Arvardan éprouva comme un sentiment de triomphe. Peut-être ses compatriotes la traiteraient-ils de Terrienne quand il l’amènerait à Sirius, mais elle était leur égale et ce serait avec un immense plaisir qu’il ferait sauter les dents du premier qui…
Puis il se rappela qu’il y avait peu de chances pour qu’il l’emmène à Sirius – elle ou n’importe qui d’autre. Sirius serait vraisemblablement rayé de la carte.
Pour ne plus penser à cela, il hurla :
— Eh, vous ! Comment encore ?… Schwartz !
L’interpellé souleva un instant la tête et le lorgna du coin de l’œil mais n’ouvrit pas la bouche.
— Qui êtes-vous ? reprit Arvardan. Comment êtes-vous mêlé à tout cela ? Quel est votre rôle ?
A cette question, Schwartz se sentit brusquement accablé par l’injustice de son sort. Le contraste entre l’innocence de son passé et l’horreur sans fond du présent éclata en lui, et ce fut avec fureur qu’il répondit :
— Moi ? Comment je me suis trouvé mêlé à tout cela ? Je vais vous le dire. Autrefois, j’étais un homme de rien, un honnête et laborieux tailleur. Je ne faisais de mal à personne, je n’embêtais personne, je m’occupais de ma famille. Et puis, sans raison, sans aucune raison, je suis arrivé ici.

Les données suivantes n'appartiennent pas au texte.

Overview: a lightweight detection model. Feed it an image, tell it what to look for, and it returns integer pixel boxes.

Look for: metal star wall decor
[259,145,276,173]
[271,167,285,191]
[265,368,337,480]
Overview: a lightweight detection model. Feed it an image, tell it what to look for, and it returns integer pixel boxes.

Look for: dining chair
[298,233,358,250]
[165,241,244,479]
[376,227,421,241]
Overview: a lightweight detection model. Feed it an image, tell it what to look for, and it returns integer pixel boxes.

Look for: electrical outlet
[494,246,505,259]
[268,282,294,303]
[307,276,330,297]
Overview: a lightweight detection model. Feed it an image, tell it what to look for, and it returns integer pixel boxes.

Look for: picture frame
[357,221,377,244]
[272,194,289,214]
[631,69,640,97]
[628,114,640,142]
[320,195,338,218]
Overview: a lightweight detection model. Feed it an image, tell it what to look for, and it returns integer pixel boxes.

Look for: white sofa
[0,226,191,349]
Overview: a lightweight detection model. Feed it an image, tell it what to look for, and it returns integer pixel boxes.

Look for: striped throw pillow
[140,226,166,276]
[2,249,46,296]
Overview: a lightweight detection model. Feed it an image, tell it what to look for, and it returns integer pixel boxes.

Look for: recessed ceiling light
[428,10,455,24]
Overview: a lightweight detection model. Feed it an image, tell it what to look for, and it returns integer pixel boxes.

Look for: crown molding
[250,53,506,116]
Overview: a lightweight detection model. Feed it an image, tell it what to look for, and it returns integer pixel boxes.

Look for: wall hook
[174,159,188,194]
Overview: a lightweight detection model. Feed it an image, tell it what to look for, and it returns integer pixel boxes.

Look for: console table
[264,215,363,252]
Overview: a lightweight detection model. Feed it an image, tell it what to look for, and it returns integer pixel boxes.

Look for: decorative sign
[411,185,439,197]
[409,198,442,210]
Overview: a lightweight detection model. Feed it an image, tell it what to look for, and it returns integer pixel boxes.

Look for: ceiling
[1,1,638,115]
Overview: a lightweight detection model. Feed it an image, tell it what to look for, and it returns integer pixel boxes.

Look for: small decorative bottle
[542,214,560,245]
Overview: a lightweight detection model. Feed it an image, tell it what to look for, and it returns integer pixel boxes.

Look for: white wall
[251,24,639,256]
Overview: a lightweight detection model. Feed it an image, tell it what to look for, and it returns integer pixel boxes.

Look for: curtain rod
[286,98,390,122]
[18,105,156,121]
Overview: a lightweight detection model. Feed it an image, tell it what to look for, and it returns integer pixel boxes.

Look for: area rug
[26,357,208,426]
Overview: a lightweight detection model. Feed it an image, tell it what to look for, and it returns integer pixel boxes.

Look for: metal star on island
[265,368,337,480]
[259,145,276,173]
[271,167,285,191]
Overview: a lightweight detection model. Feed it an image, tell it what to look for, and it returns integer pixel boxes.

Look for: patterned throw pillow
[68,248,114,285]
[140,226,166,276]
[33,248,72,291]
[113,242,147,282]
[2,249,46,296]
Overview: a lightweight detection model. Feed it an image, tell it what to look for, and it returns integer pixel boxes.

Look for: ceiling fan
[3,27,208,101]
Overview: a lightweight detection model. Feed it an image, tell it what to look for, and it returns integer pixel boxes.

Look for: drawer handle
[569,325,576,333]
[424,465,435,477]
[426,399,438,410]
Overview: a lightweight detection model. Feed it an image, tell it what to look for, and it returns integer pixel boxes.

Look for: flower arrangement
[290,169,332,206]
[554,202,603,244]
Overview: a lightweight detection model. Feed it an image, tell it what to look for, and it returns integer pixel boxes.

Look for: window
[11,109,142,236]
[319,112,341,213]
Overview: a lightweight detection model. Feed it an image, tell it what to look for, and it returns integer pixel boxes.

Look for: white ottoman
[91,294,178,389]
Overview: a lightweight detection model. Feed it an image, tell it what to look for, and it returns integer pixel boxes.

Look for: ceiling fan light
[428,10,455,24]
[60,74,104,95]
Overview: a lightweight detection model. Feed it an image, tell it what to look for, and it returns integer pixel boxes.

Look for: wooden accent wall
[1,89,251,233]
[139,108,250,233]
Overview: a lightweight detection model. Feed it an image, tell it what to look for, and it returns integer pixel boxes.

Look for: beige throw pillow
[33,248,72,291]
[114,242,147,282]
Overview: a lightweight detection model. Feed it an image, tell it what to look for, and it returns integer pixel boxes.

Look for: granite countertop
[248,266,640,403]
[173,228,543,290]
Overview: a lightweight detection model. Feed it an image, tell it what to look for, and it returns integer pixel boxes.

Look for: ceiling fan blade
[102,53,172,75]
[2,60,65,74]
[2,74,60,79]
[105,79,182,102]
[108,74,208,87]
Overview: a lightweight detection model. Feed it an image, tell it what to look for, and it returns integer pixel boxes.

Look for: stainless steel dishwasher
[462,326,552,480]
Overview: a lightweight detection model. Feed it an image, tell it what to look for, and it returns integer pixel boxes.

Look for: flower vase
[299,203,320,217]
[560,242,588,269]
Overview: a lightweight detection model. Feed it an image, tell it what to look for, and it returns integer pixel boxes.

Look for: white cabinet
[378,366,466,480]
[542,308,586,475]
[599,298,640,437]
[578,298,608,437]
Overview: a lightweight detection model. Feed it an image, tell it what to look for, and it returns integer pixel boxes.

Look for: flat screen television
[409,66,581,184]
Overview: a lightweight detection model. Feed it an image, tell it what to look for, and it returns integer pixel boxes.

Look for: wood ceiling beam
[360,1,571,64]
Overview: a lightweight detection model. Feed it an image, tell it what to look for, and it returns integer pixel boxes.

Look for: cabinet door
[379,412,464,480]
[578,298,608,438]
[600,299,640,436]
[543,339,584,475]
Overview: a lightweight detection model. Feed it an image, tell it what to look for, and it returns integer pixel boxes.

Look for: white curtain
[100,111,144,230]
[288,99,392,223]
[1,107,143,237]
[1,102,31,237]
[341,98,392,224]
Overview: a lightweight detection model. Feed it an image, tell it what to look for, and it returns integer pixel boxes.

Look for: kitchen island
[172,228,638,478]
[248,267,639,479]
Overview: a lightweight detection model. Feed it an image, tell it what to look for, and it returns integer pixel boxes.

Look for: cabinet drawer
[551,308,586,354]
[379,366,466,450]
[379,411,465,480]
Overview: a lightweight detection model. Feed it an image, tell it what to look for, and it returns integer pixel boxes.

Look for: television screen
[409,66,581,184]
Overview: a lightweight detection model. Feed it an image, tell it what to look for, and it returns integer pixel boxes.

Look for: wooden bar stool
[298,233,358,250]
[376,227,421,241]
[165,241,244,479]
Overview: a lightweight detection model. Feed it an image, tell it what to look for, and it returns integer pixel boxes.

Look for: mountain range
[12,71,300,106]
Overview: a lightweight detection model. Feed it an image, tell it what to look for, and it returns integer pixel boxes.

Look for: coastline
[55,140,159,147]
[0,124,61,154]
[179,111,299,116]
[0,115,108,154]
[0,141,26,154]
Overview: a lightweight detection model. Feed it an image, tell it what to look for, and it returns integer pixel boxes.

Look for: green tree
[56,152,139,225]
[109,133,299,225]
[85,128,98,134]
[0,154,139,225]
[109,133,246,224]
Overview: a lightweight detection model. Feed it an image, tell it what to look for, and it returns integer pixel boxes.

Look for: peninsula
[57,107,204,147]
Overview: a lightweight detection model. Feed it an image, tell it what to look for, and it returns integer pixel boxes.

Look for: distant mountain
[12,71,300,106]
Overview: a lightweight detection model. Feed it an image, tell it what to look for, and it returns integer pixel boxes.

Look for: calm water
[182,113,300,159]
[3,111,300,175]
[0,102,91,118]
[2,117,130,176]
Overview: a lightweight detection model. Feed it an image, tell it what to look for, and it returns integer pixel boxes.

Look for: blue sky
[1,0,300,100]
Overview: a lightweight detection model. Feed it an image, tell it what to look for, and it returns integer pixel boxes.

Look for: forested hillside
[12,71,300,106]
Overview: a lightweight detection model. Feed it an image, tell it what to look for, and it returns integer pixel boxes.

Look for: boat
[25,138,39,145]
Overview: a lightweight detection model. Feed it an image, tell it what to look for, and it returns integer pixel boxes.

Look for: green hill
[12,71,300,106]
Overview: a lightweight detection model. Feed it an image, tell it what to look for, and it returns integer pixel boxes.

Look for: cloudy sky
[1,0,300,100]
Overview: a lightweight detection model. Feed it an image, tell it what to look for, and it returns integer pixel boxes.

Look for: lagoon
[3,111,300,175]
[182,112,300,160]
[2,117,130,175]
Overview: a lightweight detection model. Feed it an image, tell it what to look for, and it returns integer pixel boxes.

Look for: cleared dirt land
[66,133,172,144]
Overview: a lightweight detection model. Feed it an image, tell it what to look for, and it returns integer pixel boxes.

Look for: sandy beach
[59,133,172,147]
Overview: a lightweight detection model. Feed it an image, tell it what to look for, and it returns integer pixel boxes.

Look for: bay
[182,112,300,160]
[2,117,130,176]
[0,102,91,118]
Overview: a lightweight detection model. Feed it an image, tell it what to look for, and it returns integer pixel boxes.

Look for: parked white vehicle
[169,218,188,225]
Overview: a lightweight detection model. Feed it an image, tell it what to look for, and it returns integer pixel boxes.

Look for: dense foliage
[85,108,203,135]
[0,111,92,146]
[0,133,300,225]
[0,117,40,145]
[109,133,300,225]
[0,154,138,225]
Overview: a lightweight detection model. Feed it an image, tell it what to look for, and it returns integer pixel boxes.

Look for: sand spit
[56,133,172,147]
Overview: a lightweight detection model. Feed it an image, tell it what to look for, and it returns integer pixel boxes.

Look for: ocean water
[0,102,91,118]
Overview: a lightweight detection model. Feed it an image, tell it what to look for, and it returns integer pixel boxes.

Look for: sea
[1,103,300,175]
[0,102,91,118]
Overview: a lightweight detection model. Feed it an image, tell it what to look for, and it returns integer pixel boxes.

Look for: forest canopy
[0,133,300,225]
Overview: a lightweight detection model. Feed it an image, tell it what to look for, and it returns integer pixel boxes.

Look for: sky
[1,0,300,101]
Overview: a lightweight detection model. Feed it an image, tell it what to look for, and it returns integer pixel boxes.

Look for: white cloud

— A Chica ? interrogea Arvardan qui suivait difficilement.
— Non, non, pas à Chica ! s’exclama Schwartz avec une âpre dérision. Je parle de ce monde délirant. Que vous me croyiez ou pas, je m’en moque. Mon monde à moi appartient au passé. Il avait de la terre, de la nourriture et deux milliards de gens y vivaient. Et c’était le seul qui existait.
Restant coi devant tant d’impétuosité, Arvardan se tourna vers Shekt.
— Comprenez-vous quelque chose à ce qu’il raconte ?
— Savez-vous qu’il possède un appendice vermiculaire de plus de huit centimètres de long ? fit le vieux savant non sans un certain émerveillement. Tu te rappelles, Pola ? Et une dent de sagesse. Et il avait la figure velue.